See what we can Find Out. See what players we can Identify. See how many plots we can Uncover & Foil.

It would have been a helluva lot more useful than this asinine and ill-guided War in Iraq: Part II.

 
At 15/9/06 11:20 PM, Blogger Josh Glover said...

Seamus,

I could not agree more with you. In fact, if you would like me to bear your children, I am game.

I have just started reading Yossef Bodansky's "Bin Laden: The Man Who Declared War on America", which was written and published before 9/11. Two things have struck me about the book, 20 pages in:
1. I am amazed about just how much was known about Bin Laden before September 11, and even more amazed that none of this knowledge convinced the Bush Administration to take Islamic Fundamentalism in general, and Bin Laden specifically, seriously. WTF?
2. Frank Herbert was amazingly prescient. "Dune" predicted virtually all of the actions undertaken by fundamentalist Islamic terrorists since the Soviet invasion of Afghanistan. Herbert's brilliant literary investigation of the relationship between politics, power, and religion, and the motivations of fundamentalists should be a bloody college textbook on the subject.

 
At 17/9/06 12:37 PM, Blogger ze roberto said...

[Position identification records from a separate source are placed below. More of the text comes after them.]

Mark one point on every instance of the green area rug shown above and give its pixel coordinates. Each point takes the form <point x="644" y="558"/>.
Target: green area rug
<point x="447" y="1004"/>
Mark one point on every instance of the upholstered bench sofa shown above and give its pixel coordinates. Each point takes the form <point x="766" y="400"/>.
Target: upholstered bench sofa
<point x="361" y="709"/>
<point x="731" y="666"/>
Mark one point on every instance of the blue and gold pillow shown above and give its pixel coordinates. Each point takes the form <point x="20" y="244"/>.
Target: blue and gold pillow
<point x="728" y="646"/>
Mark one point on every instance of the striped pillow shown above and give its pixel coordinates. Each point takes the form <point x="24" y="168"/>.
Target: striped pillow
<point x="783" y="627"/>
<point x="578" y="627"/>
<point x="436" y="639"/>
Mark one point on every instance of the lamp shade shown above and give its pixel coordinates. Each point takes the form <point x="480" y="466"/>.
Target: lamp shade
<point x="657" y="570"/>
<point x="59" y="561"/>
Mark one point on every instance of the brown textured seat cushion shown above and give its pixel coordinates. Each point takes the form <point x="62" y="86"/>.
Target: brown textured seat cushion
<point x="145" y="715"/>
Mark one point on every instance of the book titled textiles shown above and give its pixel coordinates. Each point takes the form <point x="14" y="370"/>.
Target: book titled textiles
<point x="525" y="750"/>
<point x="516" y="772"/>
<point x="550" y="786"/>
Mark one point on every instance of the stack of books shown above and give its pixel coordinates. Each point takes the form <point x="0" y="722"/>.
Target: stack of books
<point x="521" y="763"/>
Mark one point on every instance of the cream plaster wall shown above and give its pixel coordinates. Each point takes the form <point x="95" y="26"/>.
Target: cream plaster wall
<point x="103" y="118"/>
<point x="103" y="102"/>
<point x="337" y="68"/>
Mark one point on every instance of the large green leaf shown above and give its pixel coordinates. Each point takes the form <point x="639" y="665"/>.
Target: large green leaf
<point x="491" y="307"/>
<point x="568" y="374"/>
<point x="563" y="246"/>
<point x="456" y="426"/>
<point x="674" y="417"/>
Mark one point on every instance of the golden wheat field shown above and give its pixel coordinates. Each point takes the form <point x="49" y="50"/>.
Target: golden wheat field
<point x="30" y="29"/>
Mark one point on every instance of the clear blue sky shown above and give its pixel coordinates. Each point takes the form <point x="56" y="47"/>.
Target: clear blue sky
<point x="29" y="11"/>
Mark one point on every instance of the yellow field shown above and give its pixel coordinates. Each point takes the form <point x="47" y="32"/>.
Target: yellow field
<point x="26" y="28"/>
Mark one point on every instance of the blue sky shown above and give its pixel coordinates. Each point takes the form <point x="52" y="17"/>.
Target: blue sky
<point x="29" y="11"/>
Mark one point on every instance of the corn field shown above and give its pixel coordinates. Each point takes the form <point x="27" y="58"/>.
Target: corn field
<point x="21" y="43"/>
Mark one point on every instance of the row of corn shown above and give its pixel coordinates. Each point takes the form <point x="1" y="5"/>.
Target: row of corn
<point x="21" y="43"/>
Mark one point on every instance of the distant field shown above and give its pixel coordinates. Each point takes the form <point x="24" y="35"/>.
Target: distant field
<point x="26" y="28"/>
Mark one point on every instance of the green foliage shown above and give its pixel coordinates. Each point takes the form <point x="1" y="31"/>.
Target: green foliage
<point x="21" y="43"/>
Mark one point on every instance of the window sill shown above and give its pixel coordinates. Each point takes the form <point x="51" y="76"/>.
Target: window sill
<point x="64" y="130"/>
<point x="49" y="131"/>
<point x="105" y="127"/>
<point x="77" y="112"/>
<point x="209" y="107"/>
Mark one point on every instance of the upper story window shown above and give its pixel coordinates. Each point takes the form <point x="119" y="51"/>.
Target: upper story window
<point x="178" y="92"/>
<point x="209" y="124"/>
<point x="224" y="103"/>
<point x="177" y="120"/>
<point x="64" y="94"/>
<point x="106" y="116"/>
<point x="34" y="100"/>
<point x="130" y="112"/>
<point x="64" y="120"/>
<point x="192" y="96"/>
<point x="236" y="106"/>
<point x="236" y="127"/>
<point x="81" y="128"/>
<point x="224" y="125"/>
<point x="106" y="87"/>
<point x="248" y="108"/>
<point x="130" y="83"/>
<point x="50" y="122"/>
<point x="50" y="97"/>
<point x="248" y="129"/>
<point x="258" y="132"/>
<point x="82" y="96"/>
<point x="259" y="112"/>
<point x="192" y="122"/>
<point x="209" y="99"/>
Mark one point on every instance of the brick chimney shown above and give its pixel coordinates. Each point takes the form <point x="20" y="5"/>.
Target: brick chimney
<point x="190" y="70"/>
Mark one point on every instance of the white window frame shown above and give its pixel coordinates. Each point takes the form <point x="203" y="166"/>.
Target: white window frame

As a teacher utilizing the principles of applied behavior analysis in the classroom, I am trained to view all behavior as learned. If I see a child exhibiting maladaptive/disruptive behaviors, my instinct is to analyze that behavior and try to discover the function this behavior is serving for the child. Once I have determined the function, I am then able to develop reactive (deciding how to deal with the behavior as it happens) and proactive (deciding how to teach a new, appropriate behavior that serves the same function) strategies. Applying these principles to the issue of terrorism, I believe that all of the views espoused in the posting are reactive strategies. We're looking at how to deal with terrorists in the here and now. But, if we really want to enact change and achieve some measure of peace, we need to address the root causes of terrorism. Lee and Hamilton touch briefly upon this when they speak of creating opportunity rather than despair. Put more simply, let's give them a reason to love us, instead of giving them reasons to hate us. Improved security measures, human intelligence, etc. may help to make us incrementally safer, but that's all it can do. It doesn't address the "why" of terrorism, and, therefore, we'll continue to see terror attacks. The scary thing is that, just like with my children, if you don't give them an appropriate way to satisfy the function of their behavior, they'll find new and possibly more destructive ways to satisfy it themselves.